The nearly 30-year-old volunteer program fills many gaps in services to the community, including in areas that can offer a little bit of relief to members of the sandwich generation. One way is by providing volunteers to help older adults who do not qualify for some low-income services, but are not able to afford things such as home care on their own, Susan Smith, RSVP’s field coordinator, explained.

“These people in the sandwich generation are then deciding, do I help pay for these services for my mother and father? Do I pay for my granddaughter’s education? Or do I pay for my own mortgage that I still have?” Smith said. “And you know, talk about sandwiched, I mean which way do you turn?”

McElvy said RSVP has about 300 active participants who volunteer with more than 50 organizations and community partners in Beaver and surrounding counties. Volunteers must be at least 55 years old and they can choose from a variety of opportunities that match their interests and skill sets — from helping in museums and skilled nursing homes, to Head Start and mentoring programs.

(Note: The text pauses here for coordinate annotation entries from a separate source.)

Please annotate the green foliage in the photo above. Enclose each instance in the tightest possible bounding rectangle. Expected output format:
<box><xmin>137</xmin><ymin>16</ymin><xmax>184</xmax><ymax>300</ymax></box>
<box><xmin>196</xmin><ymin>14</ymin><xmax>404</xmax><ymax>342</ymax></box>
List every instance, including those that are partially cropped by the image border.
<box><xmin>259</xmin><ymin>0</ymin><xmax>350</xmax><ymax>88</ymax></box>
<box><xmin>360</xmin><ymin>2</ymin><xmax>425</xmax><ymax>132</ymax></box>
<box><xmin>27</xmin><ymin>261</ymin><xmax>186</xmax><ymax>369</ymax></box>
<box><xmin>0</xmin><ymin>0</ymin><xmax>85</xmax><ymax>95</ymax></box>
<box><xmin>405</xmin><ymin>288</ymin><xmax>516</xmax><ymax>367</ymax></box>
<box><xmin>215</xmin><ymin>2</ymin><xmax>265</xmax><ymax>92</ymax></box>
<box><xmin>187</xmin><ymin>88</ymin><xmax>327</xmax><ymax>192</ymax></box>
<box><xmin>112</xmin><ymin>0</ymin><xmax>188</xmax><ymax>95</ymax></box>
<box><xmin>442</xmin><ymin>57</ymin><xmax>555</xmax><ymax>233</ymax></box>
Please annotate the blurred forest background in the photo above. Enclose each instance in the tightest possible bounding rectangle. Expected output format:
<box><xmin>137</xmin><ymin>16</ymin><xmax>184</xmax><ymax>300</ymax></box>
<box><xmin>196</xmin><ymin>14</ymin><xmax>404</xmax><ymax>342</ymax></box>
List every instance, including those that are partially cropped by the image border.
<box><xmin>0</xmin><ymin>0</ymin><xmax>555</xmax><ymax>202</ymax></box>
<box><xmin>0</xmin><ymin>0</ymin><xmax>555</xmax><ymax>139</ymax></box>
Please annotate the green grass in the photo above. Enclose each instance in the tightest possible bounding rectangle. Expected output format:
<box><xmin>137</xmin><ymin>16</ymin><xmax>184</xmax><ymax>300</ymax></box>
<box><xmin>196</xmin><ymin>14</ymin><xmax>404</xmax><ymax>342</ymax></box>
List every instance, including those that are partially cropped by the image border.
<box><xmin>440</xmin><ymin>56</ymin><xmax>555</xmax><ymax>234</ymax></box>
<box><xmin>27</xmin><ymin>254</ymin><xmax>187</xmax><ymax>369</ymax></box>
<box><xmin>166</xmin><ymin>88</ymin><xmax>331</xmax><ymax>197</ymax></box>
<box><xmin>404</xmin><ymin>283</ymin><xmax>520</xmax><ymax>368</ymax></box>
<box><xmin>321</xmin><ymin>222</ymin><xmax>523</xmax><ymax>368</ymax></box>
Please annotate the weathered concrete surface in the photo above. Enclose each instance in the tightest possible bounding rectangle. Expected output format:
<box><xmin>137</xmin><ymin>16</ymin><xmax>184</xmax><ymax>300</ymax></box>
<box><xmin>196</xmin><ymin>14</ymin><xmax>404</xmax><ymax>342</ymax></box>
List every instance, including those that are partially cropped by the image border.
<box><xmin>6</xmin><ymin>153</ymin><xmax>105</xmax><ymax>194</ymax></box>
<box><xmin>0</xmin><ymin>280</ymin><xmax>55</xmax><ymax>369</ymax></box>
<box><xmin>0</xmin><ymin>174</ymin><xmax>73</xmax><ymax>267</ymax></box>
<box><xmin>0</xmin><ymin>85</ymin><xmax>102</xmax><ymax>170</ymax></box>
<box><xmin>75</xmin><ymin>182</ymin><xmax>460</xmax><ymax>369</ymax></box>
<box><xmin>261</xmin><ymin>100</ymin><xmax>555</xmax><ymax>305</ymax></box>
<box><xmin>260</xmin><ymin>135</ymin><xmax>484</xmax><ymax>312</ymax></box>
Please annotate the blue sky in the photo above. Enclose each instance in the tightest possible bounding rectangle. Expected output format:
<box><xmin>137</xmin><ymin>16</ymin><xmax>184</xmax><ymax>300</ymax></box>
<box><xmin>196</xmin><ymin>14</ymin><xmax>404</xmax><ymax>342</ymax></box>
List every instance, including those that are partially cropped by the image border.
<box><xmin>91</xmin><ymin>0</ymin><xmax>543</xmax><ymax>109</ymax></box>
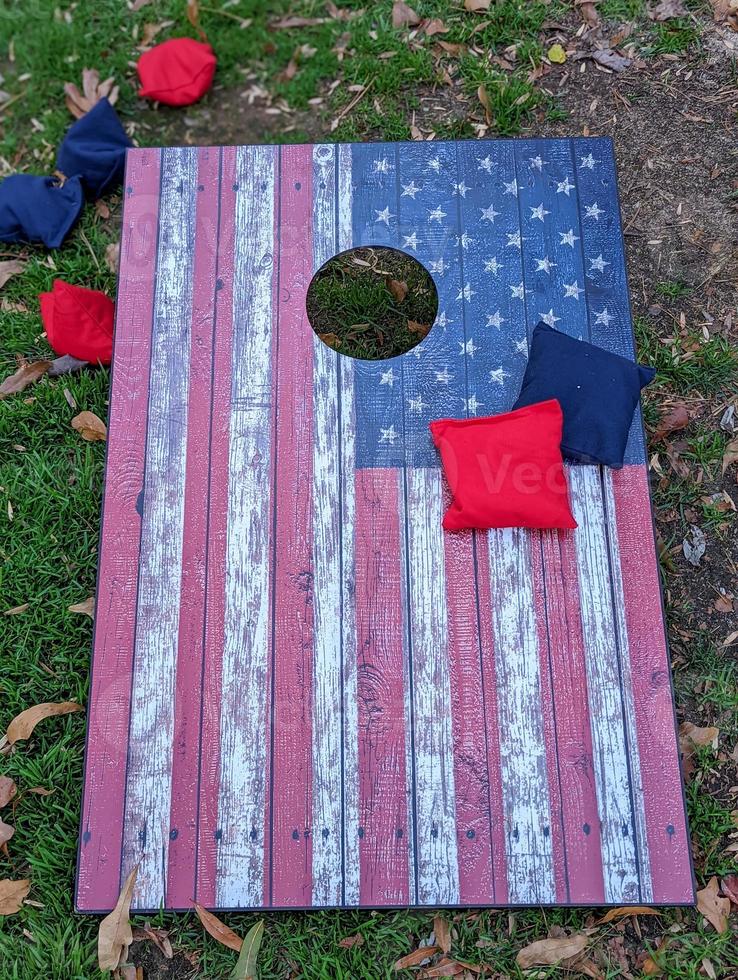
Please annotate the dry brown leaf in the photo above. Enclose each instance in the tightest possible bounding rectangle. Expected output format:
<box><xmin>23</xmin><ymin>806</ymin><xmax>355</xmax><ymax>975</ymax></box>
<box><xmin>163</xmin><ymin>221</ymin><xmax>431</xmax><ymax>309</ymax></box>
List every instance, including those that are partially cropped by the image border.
<box><xmin>597</xmin><ymin>905</ymin><xmax>661</xmax><ymax>926</ymax></box>
<box><xmin>433</xmin><ymin>915</ymin><xmax>451</xmax><ymax>953</ymax></box>
<box><xmin>0</xmin><ymin>259</ymin><xmax>26</xmax><ymax>289</ymax></box>
<box><xmin>3</xmin><ymin>602</ymin><xmax>31</xmax><ymax>616</ymax></box>
<box><xmin>387</xmin><ymin>279</ymin><xmax>407</xmax><ymax>303</ymax></box>
<box><xmin>0</xmin><ymin>776</ymin><xmax>18</xmax><ymax>808</ymax></box>
<box><xmin>105</xmin><ymin>242</ymin><xmax>120</xmax><ymax>276</ymax></box>
<box><xmin>515</xmin><ymin>933</ymin><xmax>589</xmax><ymax>970</ymax></box>
<box><xmin>653</xmin><ymin>402</ymin><xmax>689</xmax><ymax>442</ymax></box>
<box><xmin>3</xmin><ymin>701</ymin><xmax>82</xmax><ymax>745</ymax></box>
<box><xmin>0</xmin><ymin>361</ymin><xmax>51</xmax><ymax>398</ymax></box>
<box><xmin>0</xmin><ymin>878</ymin><xmax>31</xmax><ymax>915</ymax></box>
<box><xmin>392</xmin><ymin>0</ymin><xmax>420</xmax><ymax>27</ymax></box>
<box><xmin>64</xmin><ymin>68</ymin><xmax>118</xmax><ymax>119</ymax></box>
<box><xmin>97</xmin><ymin>865</ymin><xmax>138</xmax><ymax>970</ymax></box>
<box><xmin>72</xmin><ymin>412</ymin><xmax>108</xmax><ymax>442</ymax></box>
<box><xmin>68</xmin><ymin>595</ymin><xmax>95</xmax><ymax>619</ymax></box>
<box><xmin>395</xmin><ymin>946</ymin><xmax>441</xmax><ymax>973</ymax></box>
<box><xmin>195</xmin><ymin>902</ymin><xmax>243</xmax><ymax>953</ymax></box>
<box><xmin>697</xmin><ymin>875</ymin><xmax>730</xmax><ymax>932</ymax></box>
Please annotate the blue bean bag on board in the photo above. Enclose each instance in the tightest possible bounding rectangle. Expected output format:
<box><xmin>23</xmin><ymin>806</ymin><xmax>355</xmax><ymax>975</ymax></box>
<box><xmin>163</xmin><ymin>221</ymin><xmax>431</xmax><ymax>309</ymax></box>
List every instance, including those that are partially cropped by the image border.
<box><xmin>56</xmin><ymin>99</ymin><xmax>133</xmax><ymax>199</ymax></box>
<box><xmin>0</xmin><ymin>174</ymin><xmax>85</xmax><ymax>248</ymax></box>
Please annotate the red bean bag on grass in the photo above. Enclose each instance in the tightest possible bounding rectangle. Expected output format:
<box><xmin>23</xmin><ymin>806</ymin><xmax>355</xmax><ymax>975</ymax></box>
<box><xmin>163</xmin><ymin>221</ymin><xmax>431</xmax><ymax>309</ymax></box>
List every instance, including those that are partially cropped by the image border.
<box><xmin>136</xmin><ymin>37</ymin><xmax>217</xmax><ymax>105</ymax></box>
<box><xmin>430</xmin><ymin>398</ymin><xmax>577</xmax><ymax>531</ymax></box>
<box><xmin>39</xmin><ymin>279</ymin><xmax>115</xmax><ymax>364</ymax></box>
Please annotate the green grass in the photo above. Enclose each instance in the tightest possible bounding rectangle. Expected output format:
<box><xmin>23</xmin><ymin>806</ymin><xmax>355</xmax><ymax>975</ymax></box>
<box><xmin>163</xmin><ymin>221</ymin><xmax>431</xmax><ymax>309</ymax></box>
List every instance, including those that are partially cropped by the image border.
<box><xmin>0</xmin><ymin>0</ymin><xmax>738</xmax><ymax>980</ymax></box>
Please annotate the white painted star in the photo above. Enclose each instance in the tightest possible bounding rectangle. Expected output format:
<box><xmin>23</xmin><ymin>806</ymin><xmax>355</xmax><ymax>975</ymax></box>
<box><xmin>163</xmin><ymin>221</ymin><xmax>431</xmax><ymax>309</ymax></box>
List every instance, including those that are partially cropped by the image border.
<box><xmin>456</xmin><ymin>283</ymin><xmax>477</xmax><ymax>303</ymax></box>
<box><xmin>487</xmin><ymin>310</ymin><xmax>505</xmax><ymax>330</ymax></box>
<box><xmin>407</xmin><ymin>395</ymin><xmax>430</xmax><ymax>415</ymax></box>
<box><xmin>564</xmin><ymin>279</ymin><xmax>584</xmax><ymax>299</ymax></box>
<box><xmin>533</xmin><ymin>255</ymin><xmax>556</xmax><ymax>276</ymax></box>
<box><xmin>595</xmin><ymin>307</ymin><xmax>615</xmax><ymax>327</ymax></box>
<box><xmin>528</xmin><ymin>204</ymin><xmax>551</xmax><ymax>221</ymax></box>
<box><xmin>538</xmin><ymin>309</ymin><xmax>561</xmax><ymax>327</ymax></box>
<box><xmin>479</xmin><ymin>204</ymin><xmax>500</xmax><ymax>224</ymax></box>
<box><xmin>459</xmin><ymin>337</ymin><xmax>479</xmax><ymax>357</ymax></box>
<box><xmin>589</xmin><ymin>252</ymin><xmax>610</xmax><ymax>272</ymax></box>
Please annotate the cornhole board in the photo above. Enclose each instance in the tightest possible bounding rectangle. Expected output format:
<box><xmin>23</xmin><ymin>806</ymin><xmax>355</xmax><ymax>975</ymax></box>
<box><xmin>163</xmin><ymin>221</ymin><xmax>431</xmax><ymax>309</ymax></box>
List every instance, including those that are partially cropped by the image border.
<box><xmin>77</xmin><ymin>139</ymin><xmax>693</xmax><ymax>912</ymax></box>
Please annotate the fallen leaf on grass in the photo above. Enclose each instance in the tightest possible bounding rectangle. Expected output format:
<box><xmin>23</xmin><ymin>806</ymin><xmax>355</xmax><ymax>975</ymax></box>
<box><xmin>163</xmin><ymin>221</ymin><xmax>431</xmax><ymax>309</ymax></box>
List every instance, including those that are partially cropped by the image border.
<box><xmin>392</xmin><ymin>0</ymin><xmax>420</xmax><ymax>27</ymax></box>
<box><xmin>68</xmin><ymin>595</ymin><xmax>95</xmax><ymax>619</ymax></box>
<box><xmin>592</xmin><ymin>48</ymin><xmax>632</xmax><ymax>72</ymax></box>
<box><xmin>653</xmin><ymin>402</ymin><xmax>689</xmax><ymax>442</ymax></box>
<box><xmin>64</xmin><ymin>68</ymin><xmax>118</xmax><ymax>119</ymax></box>
<box><xmin>0</xmin><ymin>878</ymin><xmax>31</xmax><ymax>915</ymax></box>
<box><xmin>0</xmin><ymin>259</ymin><xmax>26</xmax><ymax>289</ymax></box>
<box><xmin>515</xmin><ymin>933</ymin><xmax>589</xmax><ymax>970</ymax></box>
<box><xmin>195</xmin><ymin>902</ymin><xmax>243</xmax><ymax>953</ymax></box>
<box><xmin>0</xmin><ymin>361</ymin><xmax>51</xmax><ymax>398</ymax></box>
<box><xmin>697</xmin><ymin>875</ymin><xmax>730</xmax><ymax>932</ymax></box>
<box><xmin>0</xmin><ymin>701</ymin><xmax>82</xmax><ymax>748</ymax></box>
<box><xmin>97</xmin><ymin>865</ymin><xmax>138</xmax><ymax>970</ymax></box>
<box><xmin>229</xmin><ymin>919</ymin><xmax>264</xmax><ymax>980</ymax></box>
<box><xmin>387</xmin><ymin>279</ymin><xmax>407</xmax><ymax>303</ymax></box>
<box><xmin>72</xmin><ymin>412</ymin><xmax>108</xmax><ymax>442</ymax></box>
<box><xmin>597</xmin><ymin>905</ymin><xmax>661</xmax><ymax>926</ymax></box>
<box><xmin>0</xmin><ymin>776</ymin><xmax>18</xmax><ymax>808</ymax></box>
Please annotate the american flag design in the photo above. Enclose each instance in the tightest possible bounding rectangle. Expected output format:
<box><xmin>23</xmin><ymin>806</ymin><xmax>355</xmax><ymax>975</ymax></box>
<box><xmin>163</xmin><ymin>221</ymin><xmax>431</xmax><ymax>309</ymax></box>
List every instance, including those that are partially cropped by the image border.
<box><xmin>77</xmin><ymin>138</ymin><xmax>693</xmax><ymax>911</ymax></box>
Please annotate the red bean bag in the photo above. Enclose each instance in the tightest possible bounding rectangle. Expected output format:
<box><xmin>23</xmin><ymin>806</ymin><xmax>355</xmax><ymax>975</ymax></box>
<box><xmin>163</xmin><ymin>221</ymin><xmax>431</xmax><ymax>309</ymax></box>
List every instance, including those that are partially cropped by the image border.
<box><xmin>136</xmin><ymin>37</ymin><xmax>217</xmax><ymax>105</ymax></box>
<box><xmin>39</xmin><ymin>279</ymin><xmax>115</xmax><ymax>364</ymax></box>
<box><xmin>430</xmin><ymin>398</ymin><xmax>577</xmax><ymax>531</ymax></box>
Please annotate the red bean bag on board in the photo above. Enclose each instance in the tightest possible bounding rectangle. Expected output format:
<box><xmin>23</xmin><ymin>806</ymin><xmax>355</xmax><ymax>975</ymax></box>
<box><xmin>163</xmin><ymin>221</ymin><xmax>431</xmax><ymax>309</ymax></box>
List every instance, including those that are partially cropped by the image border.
<box><xmin>39</xmin><ymin>279</ymin><xmax>115</xmax><ymax>364</ymax></box>
<box><xmin>136</xmin><ymin>37</ymin><xmax>217</xmax><ymax>105</ymax></box>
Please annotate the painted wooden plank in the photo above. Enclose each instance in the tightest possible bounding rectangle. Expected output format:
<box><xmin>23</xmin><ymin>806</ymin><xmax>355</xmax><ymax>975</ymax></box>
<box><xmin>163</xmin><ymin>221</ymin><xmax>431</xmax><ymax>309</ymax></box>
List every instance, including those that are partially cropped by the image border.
<box><xmin>215</xmin><ymin>147</ymin><xmax>277</xmax><ymax>908</ymax></box>
<box><xmin>166</xmin><ymin>147</ymin><xmax>221</xmax><ymax>907</ymax></box>
<box><xmin>122</xmin><ymin>149</ymin><xmax>197</xmax><ymax>909</ymax></box>
<box><xmin>270</xmin><ymin>146</ymin><xmax>315</xmax><ymax>906</ymax></box>
<box><xmin>488</xmin><ymin>528</ymin><xmax>555</xmax><ymax>904</ymax></box>
<box><xmin>193</xmin><ymin>147</ymin><xmax>238</xmax><ymax>907</ymax></box>
<box><xmin>405</xmin><ymin>467</ymin><xmax>459</xmax><ymax>905</ymax></box>
<box><xmin>612</xmin><ymin>465</ymin><xmax>695</xmax><ymax>903</ymax></box>
<box><xmin>569</xmin><ymin>466</ymin><xmax>641</xmax><ymax>902</ymax></box>
<box><xmin>76</xmin><ymin>150</ymin><xmax>161</xmax><ymax>912</ymax></box>
<box><xmin>355</xmin><ymin>467</ymin><xmax>414</xmax><ymax>906</ymax></box>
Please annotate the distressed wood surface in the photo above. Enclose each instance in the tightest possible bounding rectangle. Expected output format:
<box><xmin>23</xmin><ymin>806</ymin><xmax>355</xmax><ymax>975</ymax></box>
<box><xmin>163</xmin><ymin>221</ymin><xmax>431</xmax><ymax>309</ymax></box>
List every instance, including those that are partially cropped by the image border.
<box><xmin>77</xmin><ymin>138</ymin><xmax>693</xmax><ymax>911</ymax></box>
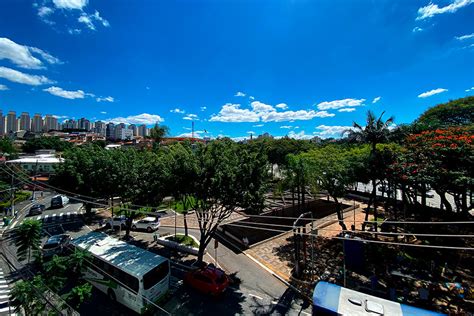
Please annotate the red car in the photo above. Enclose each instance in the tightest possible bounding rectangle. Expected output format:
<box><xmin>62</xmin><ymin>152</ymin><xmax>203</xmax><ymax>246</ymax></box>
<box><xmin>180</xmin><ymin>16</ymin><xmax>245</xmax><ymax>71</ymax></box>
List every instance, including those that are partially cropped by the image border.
<box><xmin>184</xmin><ymin>265</ymin><xmax>229</xmax><ymax>295</ymax></box>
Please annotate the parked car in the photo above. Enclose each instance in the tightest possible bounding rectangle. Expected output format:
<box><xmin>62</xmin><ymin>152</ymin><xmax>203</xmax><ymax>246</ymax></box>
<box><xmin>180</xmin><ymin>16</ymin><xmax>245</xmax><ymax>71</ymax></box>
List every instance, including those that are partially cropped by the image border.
<box><xmin>184</xmin><ymin>265</ymin><xmax>230</xmax><ymax>295</ymax></box>
<box><xmin>28</xmin><ymin>204</ymin><xmax>46</xmax><ymax>216</ymax></box>
<box><xmin>132</xmin><ymin>217</ymin><xmax>160</xmax><ymax>233</ymax></box>
<box><xmin>51</xmin><ymin>195</ymin><xmax>69</xmax><ymax>208</ymax></box>
<box><xmin>43</xmin><ymin>234</ymin><xmax>71</xmax><ymax>257</ymax></box>
<box><xmin>105</xmin><ymin>215</ymin><xmax>127</xmax><ymax>229</ymax></box>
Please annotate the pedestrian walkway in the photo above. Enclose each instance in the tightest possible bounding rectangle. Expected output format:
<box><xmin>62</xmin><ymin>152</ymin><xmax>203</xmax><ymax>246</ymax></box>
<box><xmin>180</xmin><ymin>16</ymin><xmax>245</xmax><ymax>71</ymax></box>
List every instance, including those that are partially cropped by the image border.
<box><xmin>0</xmin><ymin>268</ymin><xmax>15</xmax><ymax>316</ymax></box>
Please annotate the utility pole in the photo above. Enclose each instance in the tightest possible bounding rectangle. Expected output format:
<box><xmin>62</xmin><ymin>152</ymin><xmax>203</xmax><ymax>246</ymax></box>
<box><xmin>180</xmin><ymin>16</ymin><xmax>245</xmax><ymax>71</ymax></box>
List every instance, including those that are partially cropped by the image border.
<box><xmin>10</xmin><ymin>172</ymin><xmax>15</xmax><ymax>217</ymax></box>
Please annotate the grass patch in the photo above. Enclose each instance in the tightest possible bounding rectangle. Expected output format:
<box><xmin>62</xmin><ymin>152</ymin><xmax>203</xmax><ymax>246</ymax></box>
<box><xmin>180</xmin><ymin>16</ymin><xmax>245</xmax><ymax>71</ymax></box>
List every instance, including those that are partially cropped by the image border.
<box><xmin>166</xmin><ymin>234</ymin><xmax>199</xmax><ymax>248</ymax></box>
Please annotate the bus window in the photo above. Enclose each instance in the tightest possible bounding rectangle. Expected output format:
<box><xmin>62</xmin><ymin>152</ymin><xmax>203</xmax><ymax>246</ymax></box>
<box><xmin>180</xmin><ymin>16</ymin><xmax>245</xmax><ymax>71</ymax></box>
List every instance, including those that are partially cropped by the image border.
<box><xmin>143</xmin><ymin>261</ymin><xmax>169</xmax><ymax>290</ymax></box>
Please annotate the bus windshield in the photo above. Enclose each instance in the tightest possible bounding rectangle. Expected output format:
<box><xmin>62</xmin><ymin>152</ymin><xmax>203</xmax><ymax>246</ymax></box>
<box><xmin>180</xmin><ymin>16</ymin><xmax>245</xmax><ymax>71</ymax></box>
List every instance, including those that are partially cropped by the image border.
<box><xmin>143</xmin><ymin>261</ymin><xmax>169</xmax><ymax>290</ymax></box>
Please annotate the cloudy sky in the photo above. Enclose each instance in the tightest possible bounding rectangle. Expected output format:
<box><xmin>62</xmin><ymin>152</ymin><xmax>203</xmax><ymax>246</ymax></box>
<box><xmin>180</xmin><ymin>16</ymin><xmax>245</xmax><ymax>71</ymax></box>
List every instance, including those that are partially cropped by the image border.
<box><xmin>0</xmin><ymin>0</ymin><xmax>474</xmax><ymax>138</ymax></box>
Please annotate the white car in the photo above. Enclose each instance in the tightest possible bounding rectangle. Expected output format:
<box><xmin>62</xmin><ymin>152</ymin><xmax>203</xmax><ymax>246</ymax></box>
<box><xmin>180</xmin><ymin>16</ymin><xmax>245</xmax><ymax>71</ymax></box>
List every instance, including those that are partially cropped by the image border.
<box><xmin>132</xmin><ymin>217</ymin><xmax>160</xmax><ymax>233</ymax></box>
<box><xmin>106</xmin><ymin>215</ymin><xmax>127</xmax><ymax>229</ymax></box>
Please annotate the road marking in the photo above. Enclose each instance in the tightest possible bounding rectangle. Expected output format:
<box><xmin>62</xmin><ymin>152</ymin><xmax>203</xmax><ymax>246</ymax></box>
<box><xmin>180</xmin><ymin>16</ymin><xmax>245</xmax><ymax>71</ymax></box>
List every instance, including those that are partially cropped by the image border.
<box><xmin>249</xmin><ymin>293</ymin><xmax>263</xmax><ymax>300</ymax></box>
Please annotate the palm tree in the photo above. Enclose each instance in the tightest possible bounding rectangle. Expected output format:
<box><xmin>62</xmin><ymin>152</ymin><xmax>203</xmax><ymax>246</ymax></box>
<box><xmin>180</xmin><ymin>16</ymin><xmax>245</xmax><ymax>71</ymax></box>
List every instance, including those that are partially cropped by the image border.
<box><xmin>15</xmin><ymin>219</ymin><xmax>41</xmax><ymax>263</ymax></box>
<box><xmin>344</xmin><ymin>110</ymin><xmax>394</xmax><ymax>230</ymax></box>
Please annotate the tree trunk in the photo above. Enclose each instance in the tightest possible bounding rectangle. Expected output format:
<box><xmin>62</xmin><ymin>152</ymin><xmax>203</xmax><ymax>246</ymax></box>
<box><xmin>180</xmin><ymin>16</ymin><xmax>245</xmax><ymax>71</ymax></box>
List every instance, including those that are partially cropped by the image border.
<box><xmin>332</xmin><ymin>196</ymin><xmax>347</xmax><ymax>230</ymax></box>
<box><xmin>183</xmin><ymin>211</ymin><xmax>188</xmax><ymax>236</ymax></box>
<box><xmin>372</xmin><ymin>178</ymin><xmax>377</xmax><ymax>231</ymax></box>
<box><xmin>435</xmin><ymin>190</ymin><xmax>453</xmax><ymax>213</ymax></box>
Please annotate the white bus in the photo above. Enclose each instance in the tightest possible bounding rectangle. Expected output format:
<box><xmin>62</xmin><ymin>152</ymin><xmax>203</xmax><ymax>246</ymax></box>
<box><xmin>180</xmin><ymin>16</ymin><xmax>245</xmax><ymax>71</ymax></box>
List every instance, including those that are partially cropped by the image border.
<box><xmin>71</xmin><ymin>232</ymin><xmax>170</xmax><ymax>314</ymax></box>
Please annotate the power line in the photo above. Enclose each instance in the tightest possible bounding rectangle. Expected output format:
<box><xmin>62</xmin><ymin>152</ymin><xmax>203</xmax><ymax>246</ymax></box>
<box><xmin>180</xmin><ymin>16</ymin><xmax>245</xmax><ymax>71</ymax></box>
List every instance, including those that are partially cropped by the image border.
<box><xmin>4</xmin><ymin>165</ymin><xmax>474</xmax><ymax>250</ymax></box>
<box><xmin>5</xmin><ymin>165</ymin><xmax>474</xmax><ymax>225</ymax></box>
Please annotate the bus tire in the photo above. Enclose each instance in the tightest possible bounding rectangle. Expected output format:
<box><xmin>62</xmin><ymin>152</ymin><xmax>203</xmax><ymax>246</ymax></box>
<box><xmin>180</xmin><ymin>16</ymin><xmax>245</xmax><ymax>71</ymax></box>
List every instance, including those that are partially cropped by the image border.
<box><xmin>107</xmin><ymin>289</ymin><xmax>117</xmax><ymax>303</ymax></box>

Participants submit hours to RSVP, and McElvy said they can then be covered for small incidentals through the federally funded program, such as coverage for new glasses if they break a pair while volunteering.

Family caregivers and those who are interested in helping older adults at home can enroll with RSVP, which partners with the Beaver County Office on Aging to offer specialized training and support, McElvy said.

Similar to RSVP, Casey’s legislation — which is expected to be proposed in the coming months — will mobilize volunteers who want to help older adults in their communities, as well as the families that currently shoulder the burden alone, no matter how difficult.

Smith and Casey both said that the determination of the sandwich generation simply goes back to a sense of obligation to their families.

“It’s a value that they have to care for their families no matter what the circumstances are, no matter what the financial implication, no matter what the stress, no matter what the challenges,” Casey said.